Что-то толкнуло его в сторону, спасая от выметнувшейся к воротам руки-змеи, и, упав на камни, Ори увидел исчезающий в скользком колтуне щупалец седовласый силуэт Ойна. Бой выплеснулся на берег, лапы-плети рвались внутрь горы, с одинаковой лютостью хватая и орков, и гномов, и Ори ничего уже не понимал и не чувствовал, даже страха не было, даже горя. Пусть все кончится, Создатель, пусть кончится…
Стрела прибила к земле рванувшееся к нему щупальце, и Ори увидел сквозь брызги и чешуйчатое сплетение щупалец высокий силуэт с луком в руках. Еще стрелы, одна за одной, прошили воду, и тварь отдернулась от берега, погрузилась на глубину. Лучник подхватил кого-то из лежавших на берегу, бросился в ворота, и Ори узнал его.
Ее.
А потом что-то рухнуло ему на голову, он успел только увидеть, как красно все перед глазами – не то рыже, не то кроваво – и голос Гимли долетел до него будто из-под земли:
– Держись, дружище, держись!
***
Душная, страшная угроза обрушилась на нее за вратами, каменным кулаком на голову. Тауриэль мотнуло на стену, и, с трудом устояв на ногах, она бросилась по коридору дальше в темноту, таща с собой раненую девушку. Озеро позади бурлило, вопли орков мешались с плеском и бульканьем – подводная тварь отвлеклась, враги сцепились друг с другом, им стало не до нее.

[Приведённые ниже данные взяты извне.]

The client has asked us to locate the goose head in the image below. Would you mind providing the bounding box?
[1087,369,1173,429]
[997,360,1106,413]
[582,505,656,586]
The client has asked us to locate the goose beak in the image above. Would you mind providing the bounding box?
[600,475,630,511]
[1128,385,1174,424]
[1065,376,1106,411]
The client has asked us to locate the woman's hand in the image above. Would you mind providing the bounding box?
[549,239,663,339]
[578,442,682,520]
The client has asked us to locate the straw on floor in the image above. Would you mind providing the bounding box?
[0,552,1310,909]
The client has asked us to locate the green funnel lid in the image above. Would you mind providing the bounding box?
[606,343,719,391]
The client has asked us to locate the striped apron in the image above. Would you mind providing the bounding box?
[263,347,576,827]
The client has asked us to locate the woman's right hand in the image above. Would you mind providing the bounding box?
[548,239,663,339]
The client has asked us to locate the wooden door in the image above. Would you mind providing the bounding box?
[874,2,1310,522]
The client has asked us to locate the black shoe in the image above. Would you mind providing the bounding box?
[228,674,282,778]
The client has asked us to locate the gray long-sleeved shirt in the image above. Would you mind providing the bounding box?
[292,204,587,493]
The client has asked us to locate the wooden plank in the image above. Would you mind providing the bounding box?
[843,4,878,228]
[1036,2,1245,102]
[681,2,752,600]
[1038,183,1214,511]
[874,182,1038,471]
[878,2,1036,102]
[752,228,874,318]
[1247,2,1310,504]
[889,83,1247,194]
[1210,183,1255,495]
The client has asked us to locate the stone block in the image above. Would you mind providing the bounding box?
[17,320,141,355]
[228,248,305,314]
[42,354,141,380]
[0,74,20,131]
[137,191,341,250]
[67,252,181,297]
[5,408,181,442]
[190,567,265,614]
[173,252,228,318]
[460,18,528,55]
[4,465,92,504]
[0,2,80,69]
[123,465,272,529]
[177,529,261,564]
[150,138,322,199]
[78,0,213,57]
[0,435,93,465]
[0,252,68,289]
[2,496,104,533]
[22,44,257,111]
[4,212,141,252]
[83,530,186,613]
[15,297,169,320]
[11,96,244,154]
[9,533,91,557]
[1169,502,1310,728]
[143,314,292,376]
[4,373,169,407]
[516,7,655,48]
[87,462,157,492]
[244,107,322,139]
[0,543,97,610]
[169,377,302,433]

– Держись, держись, – лихорадочно бормоча это слово, как заклинание, Тауриэль трясущимися пальцами разгребла месиво крови и смятых кольчужных колец у раненой на боку, рванула с себя пояс – перетянуть над раной – но ясно уже было, что не выйдет. Слишком высоко была рана, удар от бедра до живота прошел, по кости как молотом по наковальне. От страха, от отчаяния, от крови этой, от чужой жизни алыми перчатками на руках мучительно кружилась голова, мир качался и мерцал перед глазами.
В мутном взоре девушки мелькнуло изумление и узнавание.
– Так ты правда!.. – прошептала она непонятно.
И умерла.
Тауриэль зажмурилась, смаргивая с глаз мутный мокрый жар, и вслепую схватилась за кинжал, когда рядом раздалось тихое хриплое ругательство. Она не замечала, что была не одна.
– Мать твою, ну почему ж так? – выдохнул незнакомый рыжеволосый гном, глядя на мертвую застывшими, страшно старыми на молодом лице его глазами. С ним рядом у стены сидел еще один гном, и он был Тауриэль знаком, но она едва узнала то лицо, что помнила, в этом, посмертной маской на надломленной гибнущей душе.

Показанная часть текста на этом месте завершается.